- Directed by: Lindsay Shonteff
- Based on: Spy Story by Len Deighton
- Produced by: Lindsay Shonteff
- Starring: Michael Petrovitch; Philip Latham; Don Fellows;
- Edited by: John Gibson
- Music by: Roger Wootton
- Production company: Lindsay Shonteff Film Productions
- Release date: 1976;
- Country: United Kingdom
- Language: English

= Spy Story (film) =

1976 British espionage film

Spy Story is a 1976 British espionage film directed and produced by Lindsay Shonteff and starring Michael Petrovitch, Philip Latham and Don Fellows. It is based on the 1974 novel of the same title by Len Deighton.

==Plot==
Agent Patrick Armstrong is pressured into taking part in an undercover operation to enable a Russian Admiral to defect to the West, but refuses. Armstrong is subsequently kidnapped, but escapes and travels by submarine to the Arctic, to assist in the defection. The plan fails, but in a second plan involving a substitute corpse, he is shot and later discovers that the defection plot was a dummy operation.

==Cast==

- Michael Petrovitch as Patrick Armstrong
- Philip Latham as Ferdy Foxwell
- Don Fellows as Colonel Schlegel
- Michael Gwynn as Dawlish
- Nicholas Parsons as Ben Toliver
- Toby Robins as Helen Schlegel
- Tessa Wyatt as Sara Shaw
- Derren Nesbitt as Colonel Stok
- Nigel Plaskitt as Mason
- Ciaran Madden as Marjorie
- Bernard Kay as Commander Wheeler
- Paul Maxwell as submarine Captain
- Andrew Downie as MacGregor
- John Forgeham as security guard
- Michael Knowles as milkman

== Reception ==
The Monthly Film Bulletin wrote: "Many viewers are ... going to feel cheated by the realist style, the bright colour and the naturalistic sound. At every point where a conventional sequence development seems about to be realised it is abruptly arrested, most obviously in the use of the traditional 'flight into Scotland' trope (cf. The Thirty-Nine Steps) which is abandoned as inexplicably as it begins. Spy Story is, in fact, is the supreme anti-Hitchcock, naturalising the Master's most celebrated and most familiar formal devices so that they are neutralised and exist as figures in a pattern from which emotion, and above all suspense, has been eliminated."

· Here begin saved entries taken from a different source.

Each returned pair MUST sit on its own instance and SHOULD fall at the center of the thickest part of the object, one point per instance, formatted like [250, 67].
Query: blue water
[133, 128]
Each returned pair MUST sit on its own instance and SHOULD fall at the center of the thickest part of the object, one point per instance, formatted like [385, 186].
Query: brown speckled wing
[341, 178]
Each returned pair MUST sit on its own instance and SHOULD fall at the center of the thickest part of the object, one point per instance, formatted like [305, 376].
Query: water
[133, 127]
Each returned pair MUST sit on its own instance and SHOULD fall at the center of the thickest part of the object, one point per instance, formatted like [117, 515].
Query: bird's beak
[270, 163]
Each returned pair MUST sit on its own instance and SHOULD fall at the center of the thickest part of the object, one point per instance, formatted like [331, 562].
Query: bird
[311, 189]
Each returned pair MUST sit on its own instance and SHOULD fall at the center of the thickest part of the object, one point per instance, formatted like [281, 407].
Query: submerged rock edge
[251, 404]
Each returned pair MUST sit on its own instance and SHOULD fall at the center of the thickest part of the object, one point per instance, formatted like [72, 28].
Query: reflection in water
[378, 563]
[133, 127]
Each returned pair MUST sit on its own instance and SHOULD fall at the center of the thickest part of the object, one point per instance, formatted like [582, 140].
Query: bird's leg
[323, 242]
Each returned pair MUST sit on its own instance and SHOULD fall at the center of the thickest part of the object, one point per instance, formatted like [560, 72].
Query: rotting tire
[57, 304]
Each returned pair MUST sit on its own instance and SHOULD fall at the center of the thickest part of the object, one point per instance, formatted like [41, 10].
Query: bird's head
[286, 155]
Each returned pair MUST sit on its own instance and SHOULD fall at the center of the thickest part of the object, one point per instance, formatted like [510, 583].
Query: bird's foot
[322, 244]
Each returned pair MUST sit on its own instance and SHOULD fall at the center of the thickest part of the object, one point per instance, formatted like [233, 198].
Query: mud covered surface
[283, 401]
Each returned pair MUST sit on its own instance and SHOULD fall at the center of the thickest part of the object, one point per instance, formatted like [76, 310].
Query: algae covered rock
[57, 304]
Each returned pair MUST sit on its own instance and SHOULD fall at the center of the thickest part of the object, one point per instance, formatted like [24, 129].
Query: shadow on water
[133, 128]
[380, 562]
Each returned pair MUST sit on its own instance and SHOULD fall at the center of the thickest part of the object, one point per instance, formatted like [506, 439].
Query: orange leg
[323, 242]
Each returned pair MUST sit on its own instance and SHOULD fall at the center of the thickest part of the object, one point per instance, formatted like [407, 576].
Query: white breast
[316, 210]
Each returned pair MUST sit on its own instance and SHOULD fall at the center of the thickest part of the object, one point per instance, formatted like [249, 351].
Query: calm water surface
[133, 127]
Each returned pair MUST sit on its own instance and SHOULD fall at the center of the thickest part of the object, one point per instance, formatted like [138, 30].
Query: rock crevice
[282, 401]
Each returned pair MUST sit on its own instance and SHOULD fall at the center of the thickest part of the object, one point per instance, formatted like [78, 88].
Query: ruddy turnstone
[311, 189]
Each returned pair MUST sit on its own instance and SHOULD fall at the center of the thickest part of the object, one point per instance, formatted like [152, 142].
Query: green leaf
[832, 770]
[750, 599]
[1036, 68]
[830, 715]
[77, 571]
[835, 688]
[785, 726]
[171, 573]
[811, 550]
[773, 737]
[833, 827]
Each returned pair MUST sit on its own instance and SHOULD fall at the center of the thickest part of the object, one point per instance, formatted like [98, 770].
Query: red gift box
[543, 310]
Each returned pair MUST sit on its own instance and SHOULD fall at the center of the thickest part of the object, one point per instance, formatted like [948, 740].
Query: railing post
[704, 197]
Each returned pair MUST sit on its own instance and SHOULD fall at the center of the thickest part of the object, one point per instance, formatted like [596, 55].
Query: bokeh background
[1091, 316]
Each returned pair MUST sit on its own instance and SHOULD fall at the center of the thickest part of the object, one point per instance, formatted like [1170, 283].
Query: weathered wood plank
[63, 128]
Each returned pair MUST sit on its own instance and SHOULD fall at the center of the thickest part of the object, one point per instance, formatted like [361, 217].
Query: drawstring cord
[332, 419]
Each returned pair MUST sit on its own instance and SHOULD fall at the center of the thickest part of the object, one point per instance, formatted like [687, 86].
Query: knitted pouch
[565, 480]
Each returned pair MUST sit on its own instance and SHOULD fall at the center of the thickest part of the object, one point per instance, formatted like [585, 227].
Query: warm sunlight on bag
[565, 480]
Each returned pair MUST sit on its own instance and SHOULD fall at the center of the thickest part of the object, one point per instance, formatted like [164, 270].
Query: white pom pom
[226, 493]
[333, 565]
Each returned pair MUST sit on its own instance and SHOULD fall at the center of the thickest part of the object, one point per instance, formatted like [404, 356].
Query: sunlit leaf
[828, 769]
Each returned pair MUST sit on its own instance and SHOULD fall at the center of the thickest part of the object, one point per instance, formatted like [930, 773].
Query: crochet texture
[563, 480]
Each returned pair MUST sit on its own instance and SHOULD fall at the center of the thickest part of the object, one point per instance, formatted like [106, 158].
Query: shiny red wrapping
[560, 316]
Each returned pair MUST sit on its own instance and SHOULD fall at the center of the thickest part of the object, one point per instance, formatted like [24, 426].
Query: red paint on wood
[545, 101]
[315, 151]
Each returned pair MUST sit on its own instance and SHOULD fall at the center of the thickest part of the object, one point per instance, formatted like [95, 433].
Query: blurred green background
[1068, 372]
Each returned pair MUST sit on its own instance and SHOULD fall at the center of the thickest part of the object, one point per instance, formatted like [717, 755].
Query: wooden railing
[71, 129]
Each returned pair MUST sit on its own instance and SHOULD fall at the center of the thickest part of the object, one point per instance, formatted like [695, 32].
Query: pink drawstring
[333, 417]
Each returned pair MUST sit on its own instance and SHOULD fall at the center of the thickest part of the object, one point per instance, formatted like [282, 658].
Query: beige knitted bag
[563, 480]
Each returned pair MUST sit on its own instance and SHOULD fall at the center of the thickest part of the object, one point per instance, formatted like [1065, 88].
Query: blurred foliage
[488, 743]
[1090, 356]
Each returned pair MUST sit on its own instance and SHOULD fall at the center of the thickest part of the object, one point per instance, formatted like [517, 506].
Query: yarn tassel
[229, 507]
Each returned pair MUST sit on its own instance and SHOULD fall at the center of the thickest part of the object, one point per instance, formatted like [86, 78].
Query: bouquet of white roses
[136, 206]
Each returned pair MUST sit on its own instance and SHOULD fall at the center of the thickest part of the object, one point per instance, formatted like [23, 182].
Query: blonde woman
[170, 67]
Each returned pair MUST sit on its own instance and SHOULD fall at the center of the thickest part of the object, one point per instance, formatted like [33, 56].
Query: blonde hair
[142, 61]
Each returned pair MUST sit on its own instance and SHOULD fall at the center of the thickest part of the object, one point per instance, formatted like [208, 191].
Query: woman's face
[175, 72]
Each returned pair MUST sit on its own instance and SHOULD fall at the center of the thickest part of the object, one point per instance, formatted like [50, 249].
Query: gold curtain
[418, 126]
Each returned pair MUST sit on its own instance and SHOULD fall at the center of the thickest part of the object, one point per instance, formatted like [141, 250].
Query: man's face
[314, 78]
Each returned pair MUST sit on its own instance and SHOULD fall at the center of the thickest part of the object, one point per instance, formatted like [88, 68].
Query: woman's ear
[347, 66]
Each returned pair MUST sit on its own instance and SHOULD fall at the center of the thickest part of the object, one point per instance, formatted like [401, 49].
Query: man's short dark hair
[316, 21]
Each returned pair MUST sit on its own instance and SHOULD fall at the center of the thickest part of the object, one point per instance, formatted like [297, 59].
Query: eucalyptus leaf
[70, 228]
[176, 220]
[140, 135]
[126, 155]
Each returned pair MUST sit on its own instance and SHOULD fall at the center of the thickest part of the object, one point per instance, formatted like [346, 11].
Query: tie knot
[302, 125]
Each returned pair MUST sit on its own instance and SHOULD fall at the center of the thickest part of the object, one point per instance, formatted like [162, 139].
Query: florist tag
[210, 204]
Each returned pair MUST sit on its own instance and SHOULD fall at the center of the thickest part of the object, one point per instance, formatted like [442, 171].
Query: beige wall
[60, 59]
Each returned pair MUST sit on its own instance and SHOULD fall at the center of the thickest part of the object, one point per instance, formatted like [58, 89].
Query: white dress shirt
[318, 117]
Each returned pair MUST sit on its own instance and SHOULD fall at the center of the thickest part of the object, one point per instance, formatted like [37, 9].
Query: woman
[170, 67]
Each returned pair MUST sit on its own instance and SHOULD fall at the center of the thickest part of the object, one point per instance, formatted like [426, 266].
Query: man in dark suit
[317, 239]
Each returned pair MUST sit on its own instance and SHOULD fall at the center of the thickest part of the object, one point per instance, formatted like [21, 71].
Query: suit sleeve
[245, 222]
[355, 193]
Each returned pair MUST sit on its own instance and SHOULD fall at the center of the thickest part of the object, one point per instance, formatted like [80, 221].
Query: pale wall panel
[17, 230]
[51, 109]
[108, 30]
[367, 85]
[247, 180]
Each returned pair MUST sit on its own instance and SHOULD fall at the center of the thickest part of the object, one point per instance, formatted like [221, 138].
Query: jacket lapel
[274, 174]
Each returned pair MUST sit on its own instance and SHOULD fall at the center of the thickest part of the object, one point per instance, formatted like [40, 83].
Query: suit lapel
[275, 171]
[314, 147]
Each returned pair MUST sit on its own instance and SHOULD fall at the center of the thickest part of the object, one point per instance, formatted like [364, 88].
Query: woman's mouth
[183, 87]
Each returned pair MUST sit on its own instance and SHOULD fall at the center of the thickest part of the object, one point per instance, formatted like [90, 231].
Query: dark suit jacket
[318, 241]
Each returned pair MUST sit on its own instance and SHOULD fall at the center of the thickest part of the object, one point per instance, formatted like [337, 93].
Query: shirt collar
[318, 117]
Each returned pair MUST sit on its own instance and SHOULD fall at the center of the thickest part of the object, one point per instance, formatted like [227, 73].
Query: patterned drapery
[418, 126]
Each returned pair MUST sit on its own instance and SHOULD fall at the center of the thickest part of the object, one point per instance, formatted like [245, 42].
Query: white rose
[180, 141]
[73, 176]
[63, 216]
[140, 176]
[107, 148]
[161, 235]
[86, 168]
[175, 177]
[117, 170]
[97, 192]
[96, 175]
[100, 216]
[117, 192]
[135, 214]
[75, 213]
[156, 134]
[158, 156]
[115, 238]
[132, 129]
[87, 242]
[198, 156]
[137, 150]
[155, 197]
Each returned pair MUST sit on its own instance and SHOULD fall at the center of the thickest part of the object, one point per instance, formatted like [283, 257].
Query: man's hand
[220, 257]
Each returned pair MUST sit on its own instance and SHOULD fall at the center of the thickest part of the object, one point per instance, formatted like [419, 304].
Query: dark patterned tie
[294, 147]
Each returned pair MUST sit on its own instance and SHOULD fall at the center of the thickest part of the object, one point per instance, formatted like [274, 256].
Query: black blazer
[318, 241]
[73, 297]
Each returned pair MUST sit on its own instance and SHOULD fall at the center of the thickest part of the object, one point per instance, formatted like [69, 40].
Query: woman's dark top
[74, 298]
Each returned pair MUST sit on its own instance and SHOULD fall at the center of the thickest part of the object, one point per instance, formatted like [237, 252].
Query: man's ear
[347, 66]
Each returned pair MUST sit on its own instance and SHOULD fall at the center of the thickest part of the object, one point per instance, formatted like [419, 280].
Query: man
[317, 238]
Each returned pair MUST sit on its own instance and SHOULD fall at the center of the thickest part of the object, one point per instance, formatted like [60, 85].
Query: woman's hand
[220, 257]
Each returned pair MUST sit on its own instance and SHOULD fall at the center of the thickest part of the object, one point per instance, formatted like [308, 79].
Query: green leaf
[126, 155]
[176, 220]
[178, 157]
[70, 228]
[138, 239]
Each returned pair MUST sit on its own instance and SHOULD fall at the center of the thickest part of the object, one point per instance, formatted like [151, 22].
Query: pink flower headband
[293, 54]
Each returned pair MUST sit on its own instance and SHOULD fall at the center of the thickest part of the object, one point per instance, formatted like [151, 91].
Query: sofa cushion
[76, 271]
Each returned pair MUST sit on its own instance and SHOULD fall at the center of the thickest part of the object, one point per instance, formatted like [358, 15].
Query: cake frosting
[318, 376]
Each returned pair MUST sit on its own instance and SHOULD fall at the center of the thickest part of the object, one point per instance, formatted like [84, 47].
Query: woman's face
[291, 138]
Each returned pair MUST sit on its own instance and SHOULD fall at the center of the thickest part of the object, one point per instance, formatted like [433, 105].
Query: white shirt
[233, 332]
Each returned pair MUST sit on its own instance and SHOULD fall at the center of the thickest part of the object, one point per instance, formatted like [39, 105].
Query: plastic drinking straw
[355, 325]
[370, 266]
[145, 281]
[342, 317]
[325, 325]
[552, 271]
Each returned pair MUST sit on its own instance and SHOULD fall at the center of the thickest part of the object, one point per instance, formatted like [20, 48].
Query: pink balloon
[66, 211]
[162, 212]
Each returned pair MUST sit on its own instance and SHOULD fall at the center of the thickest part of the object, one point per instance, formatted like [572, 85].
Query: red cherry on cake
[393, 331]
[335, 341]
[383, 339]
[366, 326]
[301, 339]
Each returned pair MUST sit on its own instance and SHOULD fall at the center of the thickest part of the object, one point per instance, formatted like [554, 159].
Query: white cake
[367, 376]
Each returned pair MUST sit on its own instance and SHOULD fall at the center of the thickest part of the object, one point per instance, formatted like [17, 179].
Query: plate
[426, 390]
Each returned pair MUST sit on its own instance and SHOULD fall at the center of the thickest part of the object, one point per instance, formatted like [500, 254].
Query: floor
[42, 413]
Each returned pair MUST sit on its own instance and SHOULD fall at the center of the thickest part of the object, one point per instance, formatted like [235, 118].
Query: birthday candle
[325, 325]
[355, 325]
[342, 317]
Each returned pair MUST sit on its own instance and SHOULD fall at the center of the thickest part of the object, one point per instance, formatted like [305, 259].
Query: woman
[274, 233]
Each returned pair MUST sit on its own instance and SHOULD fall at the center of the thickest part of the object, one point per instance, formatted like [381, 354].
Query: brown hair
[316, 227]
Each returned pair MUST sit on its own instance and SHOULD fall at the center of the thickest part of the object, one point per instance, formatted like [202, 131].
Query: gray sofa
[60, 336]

David McGillivray wrote in Screen International: "One way to boost the business of Spy Story would be to offer prizes to those who could prove they understood it. It is, to my mind, incomprehensible from beginning to end. ... This would be unimportant, of course, had the plot been a hook on which to hang the sex and violence usually associated with espionage thilers. But there is none. Author Len Deighton's intention (to which Lindsay Shonteff has adhered slavishly) was to point up the childishness and futility of Secret Services by detailing page upon page of exchanged pleasantries and political shop talk. Much of this is well observed (apparently there is no screenplay credit because Shanteff got his secretary to copy the dialogue direct from the novel), and much is well played, particularly by Don Fellows and the late Michael Gwynn. But unfortunately does not make for very compulsive viewing."

In The Guardian, Derek Malcolm wrote: "I haven't read Len Deighton's Spy Story but would imagine it a great deal less difficult to get through than the resulting film. Made (cheapishly by the looks of it) by the Canadian director Lindsay Shonteff, in England, it is a mundane and confused reworking, like a crossword puzzle shorn of half its clues. According to the synopsis, Michael Petrovich was chosen to play the central character, a latterday Harry Palmer groping gloomily with treacherous war games, because the director 'liked the quiet power behind his unassuming facade.' Well, he can say that again and believe it again if he likes. Even such sturdy familiars as Philip Latham, Michael Gwynne and Don Fellows can make no impression on an amorphous script unwisely culled too closely from the book. I'm sorry to say the film left a complete blank on my quietly powerful facade."

Time Out wrote: "Shonteff's film catches Deighton's nuances of power and corruption, but sequences that do for starters hardly work as a continuing ploy; and soon characters are locked in limp confrontation, exchanging increasingly cryptic chunks of information while the plot works towards total incomprehensibility."

In The Historical Dictionary of British Spy Fiction, Alan Burton wrote: "It is a literal account of the original story, only lacking a few scenes .... The film was largely shot on location, giving it a raw and authentic quality, but was so badly received by the critics as dull, confusing, and inept that a battered Shonteff was led to publish a letter of complaint in which he berated critics as 'hypocrites'."